A recepção de Dom Quixote no Brasil. Leituras do episódio XVII, 2ª parte

 

 

Maria Salete Toledo de Uzeda Moreira

Universidade de São Paulo

 

 

A história da recepção de um livro mostra as diversas leituras possíveis de um mesmo texto. Cada leitor tem uma rede de referências pessoais, que se mistura ao pensamento de uma época e de um lugar. A leitura de Dom Quixote por um homem do século XX é muito diferente da época em que o livro foi escrito. Desde a sua publicação, a história do tão famoso cavaleiro andante foi lida ora como comédia, outras vezes drama, ou uma mistura de gêneros.

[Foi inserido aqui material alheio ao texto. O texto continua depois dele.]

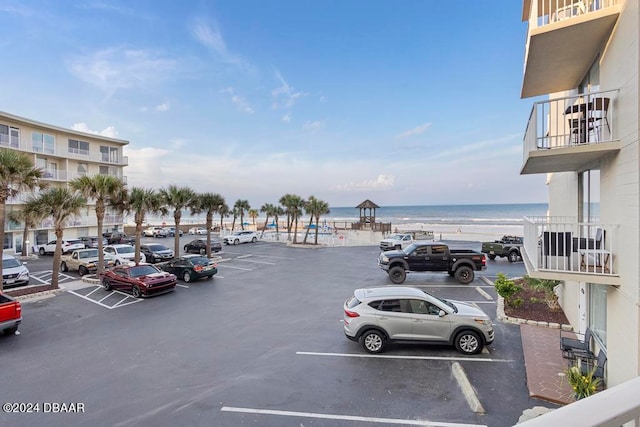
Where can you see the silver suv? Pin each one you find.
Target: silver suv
(376, 316)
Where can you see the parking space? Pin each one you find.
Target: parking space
(265, 346)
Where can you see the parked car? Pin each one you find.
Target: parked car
(92, 241)
(377, 316)
(154, 232)
(10, 314)
(241, 237)
(67, 246)
(190, 267)
(155, 252)
(118, 237)
(200, 246)
(14, 272)
(197, 230)
(171, 231)
(85, 261)
(123, 254)
(141, 280)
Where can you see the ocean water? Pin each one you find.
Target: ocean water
(488, 214)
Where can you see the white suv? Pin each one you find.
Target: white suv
(123, 254)
(376, 316)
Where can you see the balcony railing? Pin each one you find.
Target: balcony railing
(561, 244)
(582, 125)
(545, 12)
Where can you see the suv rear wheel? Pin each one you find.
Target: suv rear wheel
(397, 274)
(372, 341)
(468, 342)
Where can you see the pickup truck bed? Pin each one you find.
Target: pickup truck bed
(10, 314)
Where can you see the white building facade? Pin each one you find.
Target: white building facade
(63, 155)
(583, 55)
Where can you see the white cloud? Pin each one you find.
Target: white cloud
(314, 126)
(109, 131)
(210, 36)
(382, 182)
(239, 101)
(114, 69)
(285, 96)
(415, 131)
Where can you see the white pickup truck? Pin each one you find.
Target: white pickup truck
(402, 240)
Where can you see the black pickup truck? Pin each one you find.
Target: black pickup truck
(508, 246)
(430, 256)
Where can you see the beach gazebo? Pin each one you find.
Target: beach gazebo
(367, 212)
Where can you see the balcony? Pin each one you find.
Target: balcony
(570, 133)
(563, 39)
(561, 248)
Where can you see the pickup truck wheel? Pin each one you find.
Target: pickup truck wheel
(10, 331)
(397, 274)
(468, 342)
(372, 341)
(464, 274)
(135, 291)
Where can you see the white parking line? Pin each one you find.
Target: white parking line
(237, 268)
(346, 417)
(389, 356)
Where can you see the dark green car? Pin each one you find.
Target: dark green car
(190, 267)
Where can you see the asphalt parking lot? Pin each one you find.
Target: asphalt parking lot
(260, 344)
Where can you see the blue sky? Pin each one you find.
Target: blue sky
(400, 102)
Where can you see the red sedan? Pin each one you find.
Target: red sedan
(141, 280)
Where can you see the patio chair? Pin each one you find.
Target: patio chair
(573, 347)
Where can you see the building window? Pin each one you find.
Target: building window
(79, 147)
(598, 312)
(42, 143)
(83, 169)
(9, 136)
(109, 154)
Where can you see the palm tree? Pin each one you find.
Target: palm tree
(277, 213)
(17, 173)
(269, 210)
(241, 206)
(177, 198)
(60, 204)
(103, 189)
(223, 210)
(140, 201)
(316, 208)
(286, 202)
(253, 214)
(29, 216)
(209, 203)
(296, 204)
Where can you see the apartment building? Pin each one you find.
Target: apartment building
(583, 56)
(62, 154)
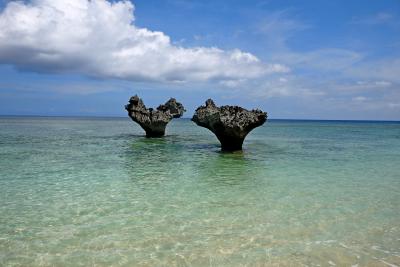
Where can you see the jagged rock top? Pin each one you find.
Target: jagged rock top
(154, 121)
(230, 117)
(170, 108)
(230, 124)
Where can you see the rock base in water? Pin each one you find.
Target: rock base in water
(230, 124)
(153, 121)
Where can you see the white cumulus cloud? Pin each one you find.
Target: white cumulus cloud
(99, 38)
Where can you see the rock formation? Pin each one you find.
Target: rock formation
(230, 124)
(154, 121)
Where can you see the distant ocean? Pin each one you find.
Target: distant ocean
(96, 192)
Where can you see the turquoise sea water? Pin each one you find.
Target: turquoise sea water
(95, 192)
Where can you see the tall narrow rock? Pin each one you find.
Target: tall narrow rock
(230, 124)
(154, 121)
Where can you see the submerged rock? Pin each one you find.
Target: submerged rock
(154, 121)
(230, 124)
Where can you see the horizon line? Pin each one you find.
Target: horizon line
(114, 116)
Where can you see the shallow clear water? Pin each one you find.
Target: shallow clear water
(95, 192)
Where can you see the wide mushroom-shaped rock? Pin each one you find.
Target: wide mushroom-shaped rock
(230, 124)
(154, 121)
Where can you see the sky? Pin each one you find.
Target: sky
(314, 59)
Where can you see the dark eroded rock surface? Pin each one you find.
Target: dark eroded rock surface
(230, 124)
(154, 121)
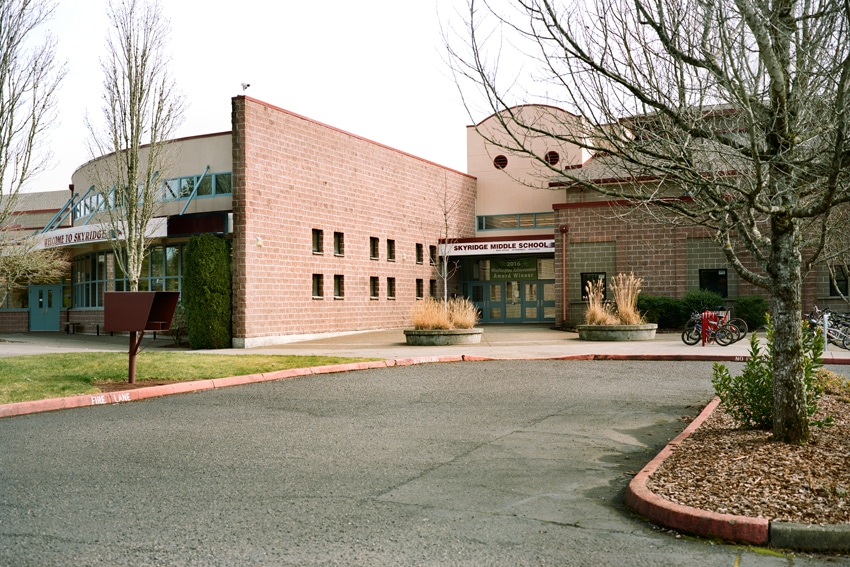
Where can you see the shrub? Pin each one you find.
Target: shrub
(700, 300)
(432, 314)
(752, 309)
(666, 312)
(178, 324)
(207, 291)
(749, 397)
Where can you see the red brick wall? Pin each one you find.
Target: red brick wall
(291, 175)
(653, 250)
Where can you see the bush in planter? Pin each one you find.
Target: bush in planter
(456, 313)
(698, 300)
(752, 309)
(666, 312)
(207, 291)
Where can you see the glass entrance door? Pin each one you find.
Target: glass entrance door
(45, 303)
(489, 298)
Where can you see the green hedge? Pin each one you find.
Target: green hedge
(752, 309)
(207, 291)
(698, 300)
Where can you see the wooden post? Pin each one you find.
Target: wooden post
(134, 350)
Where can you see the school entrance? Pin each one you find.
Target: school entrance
(45, 304)
(511, 289)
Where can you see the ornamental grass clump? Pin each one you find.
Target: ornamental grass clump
(432, 314)
(598, 312)
(626, 289)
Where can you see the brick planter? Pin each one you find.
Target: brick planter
(644, 332)
(439, 337)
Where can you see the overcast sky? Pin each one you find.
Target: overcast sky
(375, 68)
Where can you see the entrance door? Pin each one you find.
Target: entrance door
(513, 302)
(45, 303)
(489, 298)
(538, 301)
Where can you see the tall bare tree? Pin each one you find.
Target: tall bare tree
(729, 114)
(141, 110)
(28, 82)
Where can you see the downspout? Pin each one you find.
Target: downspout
(564, 229)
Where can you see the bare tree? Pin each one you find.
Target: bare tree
(23, 264)
(28, 82)
(141, 109)
(444, 267)
(728, 114)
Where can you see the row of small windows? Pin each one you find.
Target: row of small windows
(516, 221)
(715, 280)
(318, 238)
(207, 185)
(374, 287)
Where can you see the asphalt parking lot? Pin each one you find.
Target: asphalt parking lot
(477, 463)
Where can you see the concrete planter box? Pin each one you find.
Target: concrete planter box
(439, 337)
(644, 332)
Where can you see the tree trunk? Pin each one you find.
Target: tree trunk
(790, 421)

Anthony Close, ao organizar a história crítica do livro de Cervantes, apresentou duas visões possíveis para interpretar-se uma obra literária. Uma delas busca no texto e em elementos de época uma compreensão histórica. A questão principal está centrada no leitor contemporâneo da obra e na mentalidade da época em que o livro foi escrito.

Outra leitura tenta adequar o sentido do texto à perspectiva mental do leitor moderno. É uma visão romântica da obra, pois transporta a personagem do século XVII a um novo tempo e tenta interpretá-la nesse novo contexto.

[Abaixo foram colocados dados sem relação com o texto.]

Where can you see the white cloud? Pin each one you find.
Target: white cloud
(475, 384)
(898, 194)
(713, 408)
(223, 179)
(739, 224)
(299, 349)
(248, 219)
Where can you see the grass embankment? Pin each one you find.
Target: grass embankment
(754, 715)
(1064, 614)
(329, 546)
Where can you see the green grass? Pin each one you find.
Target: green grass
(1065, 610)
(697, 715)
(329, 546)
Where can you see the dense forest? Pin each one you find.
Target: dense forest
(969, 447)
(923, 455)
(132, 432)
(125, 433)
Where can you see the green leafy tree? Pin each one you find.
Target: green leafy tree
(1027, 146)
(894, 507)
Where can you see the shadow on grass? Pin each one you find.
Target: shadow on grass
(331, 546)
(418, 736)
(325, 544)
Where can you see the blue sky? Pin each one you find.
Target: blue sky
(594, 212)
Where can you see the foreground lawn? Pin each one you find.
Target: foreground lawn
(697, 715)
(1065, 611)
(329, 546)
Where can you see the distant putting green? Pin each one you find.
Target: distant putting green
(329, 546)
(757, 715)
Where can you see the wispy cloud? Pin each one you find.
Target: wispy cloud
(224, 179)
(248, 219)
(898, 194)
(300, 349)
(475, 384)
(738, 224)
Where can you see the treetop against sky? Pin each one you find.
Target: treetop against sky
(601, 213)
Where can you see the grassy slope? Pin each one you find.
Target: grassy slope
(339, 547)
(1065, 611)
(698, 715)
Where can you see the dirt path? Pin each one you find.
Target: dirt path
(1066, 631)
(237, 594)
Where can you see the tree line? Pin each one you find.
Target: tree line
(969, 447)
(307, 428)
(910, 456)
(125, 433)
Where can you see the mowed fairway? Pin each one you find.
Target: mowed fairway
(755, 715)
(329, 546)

Alguns escritores brasileiros escreveram artigos sobre o livro de Miguel de Cervantes, Dom Quixote, nas primeiras décadas do século XX. Suas leituras, muitas vezes, eram mais interpretações do mito da personagem do que propriamente uma análise feita a partir do texto.

Podemos ver, por exemplo, em Olavo Bilac, de 1912 e San Tiago Dantas, de 1947, uma interpretação exageradamente romântica. O primeiro pede ao cavaleiro andante que inspire o povo brasileiro a lutar por uma pátria melhor. O outro, convida seus leitores a seguir o exemplo do herói apaixonado, que luta para conquistar sua amada.

Outros escritores, como José Veríssimo, em 1905, também destacaram o lado idealista de Dom Quixote. Ao mesmo tempo, o artigo apresenta outros aspectos interessantes da obra, como a idéia do romance como a epopéia do homem moderno e uma visão do texto enquanto sátira.

A leitura feita da obra de Cervantes no Brasil, muitas vezes, buscou na obra todo o sentimento de angústia e de mundos idealizados. A herança dos românticos alemães do século XIX ainda estava bem presente na visão da crítica literária brasileira. Muitos autores haviam lido Miguel de Unamuno, cuja interpretação de Dom Quixote foi muito particular. Para ele, Dom Quixote era um mito, salvador da Espanha em crise.

Para exemplificar as maneiras diversas de interpretação de uma mesma narrativa, veremos três possíveis leituras do capítulo XVII da segunda parte, o episódio dos leões. Primeiro, a recriação da história feita por Unamuno, que influenciou muito os leitores no Brasil. Depois, o ensaio de Brito Broca, que faz um comentário sobre o episódio. Tanto Unamuno, quanto Brito Broca fogem do texto original e tratam mais do mito e de seus grandes feitos. Por último, uma leitura que busca no texto marcas do tempo em que foi escrito.

No livro Dom Quixote, a aventura começa com as confusões de Sancho Pança. Ele havia comprado requeijões de uns pastores e guardou-os na celada de Dom Quixote. O cavaleiro estava conversando com o fidalgo do Verde Gabão, falando de seus inimigos visíveis e invisíveis. Pediu ao escudeiro sua celada, não percebeu o que tinha dentro e acabou com os requeijões escorrendo pelo rosto.

Depois de considerar o desastre mais um encantamento, Dom Quixote avistou um carro com bandeiras, trazendo bravos leões, segundo o condutor. Eles seriam entregues à corte, presente para a Majestade. Dom Quixote viu ali uma oportunidade de mostrar seu valor, sua coragem e seu destemor contra os encantadores. Desafiou o leoneiro a soltar os ferozes leões.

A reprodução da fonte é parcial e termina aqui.